I think Rhino 8 should make a clear statement on what it actually is! My impression is that it slightly lost focus. It seems to me that it the strategy has been to (directly and indirectly) open it up for new markets (Apple support, Rhino Inside, Open Nurbs and Rhino Compute)
While this was actually a smart move to bring Rhino computational strengths on the market, it is also a high risk to get lost in complexity. If you just think on what Arm support and depreciated OpenGL (on Mac) will alone cause of an extra effort, chances are high Rhino 8 won’t bring much innovation, due to firefighting all the way.
I guess as an Allrounder, the average is optimum! But at some point it needs to stay competitive when it comes to its initial purpose. Which is surface modelling!
Sub-D was a great improvement and should definitely being improved during the next versions, but McNeel should not forget to improve traditional surface tools.
However, Sub-D, variational surface and all the other magic tools of the last couple of months, are not the holy grail of modelling. I bet the majority of modelling things are still traditional.
In today’s Rhino there are tons of tools in creating surfaces but too few to actually control and evaluate the interaction of surfaces. I think in this forum are dozens of missing feature threads explaining things in detail, but McNeel should just have a look at it’s direct modelling competitors. Alone the topic of blending and matching is huge. Just looking at the legacy VSR Plugin reveals what had been possible. Also the topic of reverse engineering or topology optimisation (smoothing, crowning etc) has room for improvement. Yet another topic is cp reduction. One of the major issues of Rhino is its generous creation of control vertices for many common operations. This will always cause endless effort in refitting all the time. A lightweight topology almost always guarantees all the automation tools to work better, so there is somehow a win-win…
My wishes:
- more high quality surface modeling functions (as laid out in @laborda s post above and in many threads about surface modeling)
- sort out the mess that is the whole panels/viewports/toolbar-situation (countlessly complained about by many people over various versions of rhino)
- easy to save, backup and transfer preferences and UI customizations (already mentioned in this thread, repeated for emphasis)
To say it in the words of a disgruntled Mancunian (though probably not a cad user):
So for once in my life
Let me get what I want
Lord knows, it would be the first time
be happy for that… its what keeps us from getting sued for violating patents and copyrights.

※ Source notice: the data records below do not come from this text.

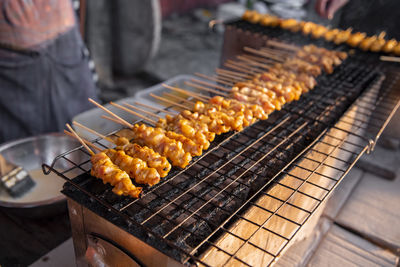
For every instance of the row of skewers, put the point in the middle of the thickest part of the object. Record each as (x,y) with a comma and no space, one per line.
(260,82)
(375,43)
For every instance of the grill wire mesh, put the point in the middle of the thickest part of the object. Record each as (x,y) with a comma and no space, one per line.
(188,213)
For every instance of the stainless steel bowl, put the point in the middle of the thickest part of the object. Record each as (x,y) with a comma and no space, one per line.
(45,198)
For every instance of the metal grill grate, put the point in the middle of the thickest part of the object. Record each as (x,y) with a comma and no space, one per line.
(194,212)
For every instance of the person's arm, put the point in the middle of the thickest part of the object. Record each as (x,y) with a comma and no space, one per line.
(328,8)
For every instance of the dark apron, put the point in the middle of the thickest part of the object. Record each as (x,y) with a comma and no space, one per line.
(43,89)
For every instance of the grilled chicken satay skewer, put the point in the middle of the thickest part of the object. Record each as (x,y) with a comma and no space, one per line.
(215,123)
(103,168)
(193,146)
(188,144)
(136,168)
(240,116)
(172,121)
(152,158)
(194,130)
(154,138)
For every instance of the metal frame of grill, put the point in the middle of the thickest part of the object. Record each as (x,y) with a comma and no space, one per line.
(186,215)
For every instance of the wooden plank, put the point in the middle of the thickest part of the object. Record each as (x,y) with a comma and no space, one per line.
(23,240)
(373,210)
(342,248)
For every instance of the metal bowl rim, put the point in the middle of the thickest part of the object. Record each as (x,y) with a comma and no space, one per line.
(32,204)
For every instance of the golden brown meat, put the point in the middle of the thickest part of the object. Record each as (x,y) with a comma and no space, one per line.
(396,50)
(330,35)
(153,159)
(356,38)
(377,45)
(367,42)
(342,36)
(318,31)
(389,46)
(270,21)
(104,169)
(308,27)
(156,139)
(136,168)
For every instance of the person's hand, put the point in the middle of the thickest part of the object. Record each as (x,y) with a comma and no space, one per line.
(328,8)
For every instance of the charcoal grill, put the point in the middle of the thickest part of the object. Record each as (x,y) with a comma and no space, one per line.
(246,199)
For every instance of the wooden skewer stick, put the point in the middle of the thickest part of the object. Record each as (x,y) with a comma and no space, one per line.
(127,124)
(391,59)
(229,77)
(277,51)
(244,75)
(134,113)
(168,101)
(234,67)
(213,79)
(198,96)
(142,110)
(283,45)
(93,132)
(179,98)
(263,54)
(206,89)
(116,121)
(80,139)
(156,109)
(254,63)
(260,59)
(86,142)
(211,85)
(230,80)
(243,64)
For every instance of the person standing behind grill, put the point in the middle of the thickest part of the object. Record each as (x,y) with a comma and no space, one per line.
(370,16)
(44,75)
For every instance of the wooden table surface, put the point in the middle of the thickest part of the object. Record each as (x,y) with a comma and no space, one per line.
(24,240)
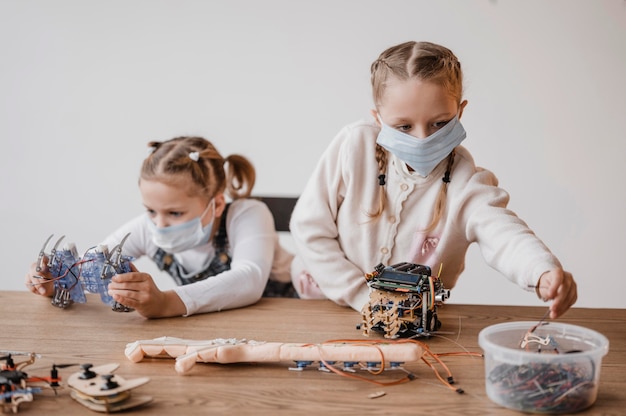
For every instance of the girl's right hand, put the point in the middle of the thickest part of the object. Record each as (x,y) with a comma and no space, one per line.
(39,283)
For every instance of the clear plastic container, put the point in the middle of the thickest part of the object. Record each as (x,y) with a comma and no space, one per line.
(554,368)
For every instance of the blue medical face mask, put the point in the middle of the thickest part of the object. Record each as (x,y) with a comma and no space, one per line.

Another thing I’d like to add to the list… marking menus-
alias had them for decades , their patent has expired, GH has a version of them, and blender has them.
they are awesome, and I want them.
Could elaborate a bit what marking menus do?
Oh, I loved marking menus! Those were super-fast.
Ah okay. I didn’t remember the name “marking menu” for this kind of menu.
I agree that these are super helpful.
One of the few UI elements of fusion 360 (to give another example) that I miss in Rhino.
Using a cintiq display I could use the wacom driver to use these kind of menus, but they are not performing that well and mapping Rhino commands to its buttons is a bit cumbersome.
So I am all for native marking menus in Rhino!